Santa Claus rally is a common scenario that happens almost every year. It refers to a situation where stocks and other assets tend to rally a few days before Christmas. In this article, we will look at the concept of seasonality and then take a deep dive into whether a similar pattern happens in the forex market.
Seasonality in the market
The concept of seasonality refers to how the financial market reacts in different periods of the year. For example, it is widely known that stocks tend to decline in September and then rebound in October. There are other types of seasonality that happen in the market.
Historically, stocks and assets like cryptocurrencies tend to underperform and experience low volatility during the summer months. This performance happens because most money managers are usually away on holiday during this period.
Another seasonal thing that happens in the market is that stocks tend to do well in the first few days of the year. The S&P 500 index has risen in the first five days of the year in most of the past few years. The performance is attributed to the fact that many people are coming back to the market as they plan for the year ahead.
There is also another seasonality situation that happens in May. A look at financial data shows that stocks do better in the first half of the year than in the final one. A common phrase is known as “sell in May and go away.”
Santa Claus rally
Santa Claus is a figure well-known in the United States and other countries. He is based on St. Nicholas Sinterklaas and is well-known for bringing gifts to children. The Santa Claus rally is a seasonality situation that implies that stocks rise in the five days to Christmas. A closer look at the S&P 500 shows that the index has risen in this period for many years.
It is not clear why the Santa rally happens. Many analysts believe that it happens because of the psychology of investors since they expect stocks to rise during the period.
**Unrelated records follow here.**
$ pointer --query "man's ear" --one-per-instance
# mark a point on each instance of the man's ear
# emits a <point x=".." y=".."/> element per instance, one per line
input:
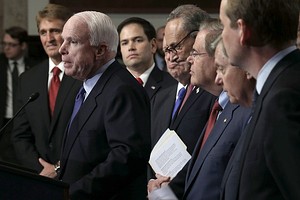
<point x="100" y="51"/>
<point x="153" y="45"/>
<point x="24" y="46"/>
<point x="245" y="32"/>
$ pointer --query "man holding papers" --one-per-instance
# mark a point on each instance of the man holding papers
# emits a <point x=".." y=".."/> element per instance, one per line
<point x="214" y="147"/>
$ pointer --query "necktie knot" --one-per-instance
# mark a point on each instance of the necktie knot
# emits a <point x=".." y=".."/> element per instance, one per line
<point x="140" y="80"/>
<point x="56" y="71"/>
<point x="181" y="93"/>
<point x="216" y="107"/>
<point x="178" y="102"/>
<point x="15" y="63"/>
<point x="81" y="94"/>
<point x="211" y="120"/>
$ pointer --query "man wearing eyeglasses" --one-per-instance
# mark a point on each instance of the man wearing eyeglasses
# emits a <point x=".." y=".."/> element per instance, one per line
<point x="12" y="63"/>
<point x="192" y="114"/>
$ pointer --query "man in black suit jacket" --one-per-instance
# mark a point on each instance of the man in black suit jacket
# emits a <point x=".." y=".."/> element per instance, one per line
<point x="210" y="157"/>
<point x="191" y="117"/>
<point x="14" y="50"/>
<point x="265" y="163"/>
<point x="138" y="46"/>
<point x="37" y="134"/>
<point x="107" y="144"/>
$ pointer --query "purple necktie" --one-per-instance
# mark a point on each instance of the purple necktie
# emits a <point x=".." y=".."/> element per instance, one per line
<point x="181" y="94"/>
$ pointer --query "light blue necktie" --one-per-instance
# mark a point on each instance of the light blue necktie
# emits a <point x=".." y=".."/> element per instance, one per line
<point x="181" y="94"/>
<point x="78" y="102"/>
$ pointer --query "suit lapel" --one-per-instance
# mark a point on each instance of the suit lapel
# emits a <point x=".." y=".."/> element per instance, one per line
<point x="221" y="124"/>
<point x="86" y="110"/>
<point x="43" y="79"/>
<point x="248" y="133"/>
<point x="196" y="93"/>
<point x="62" y="95"/>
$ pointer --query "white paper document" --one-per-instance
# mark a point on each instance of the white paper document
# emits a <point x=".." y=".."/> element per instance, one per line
<point x="169" y="155"/>
<point x="163" y="193"/>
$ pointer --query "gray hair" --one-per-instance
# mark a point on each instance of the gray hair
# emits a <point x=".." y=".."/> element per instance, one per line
<point x="101" y="29"/>
<point x="192" y="16"/>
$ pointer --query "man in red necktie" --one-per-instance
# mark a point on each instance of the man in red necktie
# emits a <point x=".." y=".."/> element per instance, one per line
<point x="39" y="129"/>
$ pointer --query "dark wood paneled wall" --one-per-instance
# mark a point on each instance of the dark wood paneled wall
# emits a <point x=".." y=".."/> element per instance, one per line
<point x="136" y="6"/>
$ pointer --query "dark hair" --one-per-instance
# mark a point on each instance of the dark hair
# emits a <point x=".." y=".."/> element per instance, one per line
<point x="148" y="28"/>
<point x="271" y="21"/>
<point x="17" y="33"/>
<point x="214" y="28"/>
<point x="53" y="11"/>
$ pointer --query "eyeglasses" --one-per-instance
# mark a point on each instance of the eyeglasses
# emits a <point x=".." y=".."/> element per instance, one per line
<point x="177" y="47"/>
<point x="10" y="44"/>
<point x="194" y="53"/>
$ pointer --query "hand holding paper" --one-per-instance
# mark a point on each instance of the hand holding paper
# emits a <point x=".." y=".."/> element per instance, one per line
<point x="169" y="155"/>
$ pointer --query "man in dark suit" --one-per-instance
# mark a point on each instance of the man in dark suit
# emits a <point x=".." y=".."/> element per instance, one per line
<point x="211" y="155"/>
<point x="107" y="144"/>
<point x="37" y="131"/>
<point x="265" y="163"/>
<point x="12" y="61"/>
<point x="138" y="46"/>
<point x="191" y="116"/>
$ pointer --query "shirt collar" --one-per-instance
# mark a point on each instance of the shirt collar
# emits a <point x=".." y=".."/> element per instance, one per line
<point x="89" y="84"/>
<point x="265" y="71"/>
<point x="52" y="65"/>
<point x="223" y="99"/>
<point x="144" y="76"/>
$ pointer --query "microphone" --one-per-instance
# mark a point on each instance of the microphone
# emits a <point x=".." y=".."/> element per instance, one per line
<point x="31" y="98"/>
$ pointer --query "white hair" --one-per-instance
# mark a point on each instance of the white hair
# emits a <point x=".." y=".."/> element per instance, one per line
<point x="101" y="29"/>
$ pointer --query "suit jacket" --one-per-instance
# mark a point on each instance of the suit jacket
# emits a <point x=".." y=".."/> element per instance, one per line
<point x="270" y="146"/>
<point x="188" y="124"/>
<point x="158" y="80"/>
<point x="206" y="167"/>
<point x="6" y="148"/>
<point x="35" y="134"/>
<point x="108" y="144"/>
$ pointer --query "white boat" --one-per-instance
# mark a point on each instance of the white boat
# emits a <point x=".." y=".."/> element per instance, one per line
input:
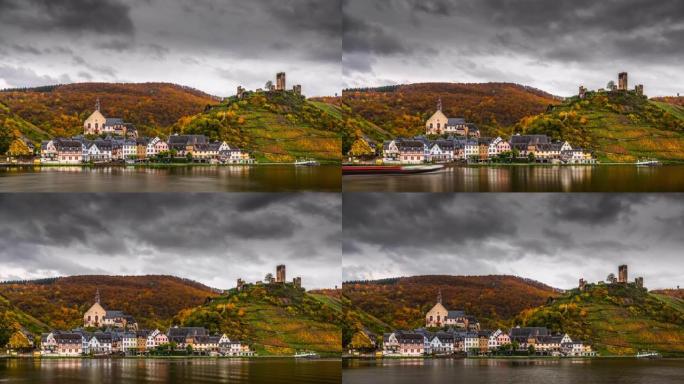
<point x="306" y="162"/>
<point x="648" y="162"/>
<point x="648" y="355"/>
<point x="306" y="355"/>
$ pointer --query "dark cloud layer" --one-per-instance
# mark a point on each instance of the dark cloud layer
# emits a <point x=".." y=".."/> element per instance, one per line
<point x="508" y="40"/>
<point x="213" y="45"/>
<point x="213" y="238"/>
<point x="554" y="238"/>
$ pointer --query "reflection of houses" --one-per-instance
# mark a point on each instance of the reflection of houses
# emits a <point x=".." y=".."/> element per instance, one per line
<point x="440" y="124"/>
<point x="97" y="316"/>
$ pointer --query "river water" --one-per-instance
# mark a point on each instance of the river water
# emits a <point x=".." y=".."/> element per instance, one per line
<point x="527" y="371"/>
<point x="105" y="371"/>
<point x="261" y="178"/>
<point x="521" y="178"/>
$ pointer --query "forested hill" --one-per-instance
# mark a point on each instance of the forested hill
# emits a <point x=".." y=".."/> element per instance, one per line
<point x="616" y="319"/>
<point x="272" y="126"/>
<point x="274" y="319"/>
<point x="60" y="110"/>
<point x="402" y="110"/>
<point x="403" y="302"/>
<point x="60" y="302"/>
<point x="617" y="126"/>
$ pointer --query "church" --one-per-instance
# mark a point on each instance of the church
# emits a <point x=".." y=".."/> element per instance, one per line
<point x="439" y="124"/>
<point x="99" y="317"/>
<point x="97" y="124"/>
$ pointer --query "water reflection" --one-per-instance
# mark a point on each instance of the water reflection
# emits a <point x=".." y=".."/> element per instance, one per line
<point x="265" y="178"/>
<point x="598" y="178"/>
<point x="272" y="371"/>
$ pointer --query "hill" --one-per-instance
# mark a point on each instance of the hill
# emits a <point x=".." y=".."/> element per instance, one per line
<point x="61" y="302"/>
<point x="402" y="110"/>
<point x="273" y="126"/>
<point x="274" y="319"/>
<point x="60" y="110"/>
<point x="617" y="126"/>
<point x="615" y="319"/>
<point x="402" y="302"/>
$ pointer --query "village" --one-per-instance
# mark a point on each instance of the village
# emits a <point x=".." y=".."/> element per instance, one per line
<point x="455" y="333"/>
<point x="107" y="332"/>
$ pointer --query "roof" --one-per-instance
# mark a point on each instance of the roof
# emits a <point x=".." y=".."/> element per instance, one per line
<point x="113" y="121"/>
Another possible reason why the Santa rally happens is because of the so-called tax-loss harvesting. In most cases, stocks usually decline a few weeks before Christmas as investors exit their loss-making assets for tax purposes. This process is known as tax-loss harvesting. Therefore, stocks rally after investors come back to the market after selling their losing stocks.
In addition, some analysts believe that the Santa rally happens as investors anticipate the so-called January effect. As mentioned above, stocks rally in January as investors allocate their funds for the new year. Therefore, a week before Christmas is usually ideal to buy stocks since most institutional investors are not active between Christmas day and January 1st,
The chart above shows that the S&P 500 index rose in the few days to Christmas in 2020 and 2021.
Santa Claus rally and forex
A closer look at key markets shows that the Santa Claus rally usually happens in key assets like stocks, cryptocurrencies, and commodities.
However, a look at the Forex market shows that this pattern is not clear. For example, the US dollar index declined in the five days to Christmas in 2021 and rose in the same period in 2020. A look at a ten-year period shows no unique pattern that is visible in other assets like stocks and commodities.
It is unclear why currencies don’t go through a Santa Claus rally. Still, I attribute this situation to a number of reasons.
First, the Santa Claus rally period happens a week after key central banks have published their decisions. Every December, most central banks like the Federal Reserve, European Central Bank (ECB), and Bank of Japan (BOJ) publish their decisions. While these decisions have a bearing on all assets, currencies tend to be more exposed.
Therefore, these decisions play a role in the market. For example, in 2021, central banks like the Fed and the BOE delivered hawkish interest rate decisions.
Second, some currencies have an inverted relationship with the stock market. For example, there tends to be an inverse relationship between the US dollar and the S&P 500.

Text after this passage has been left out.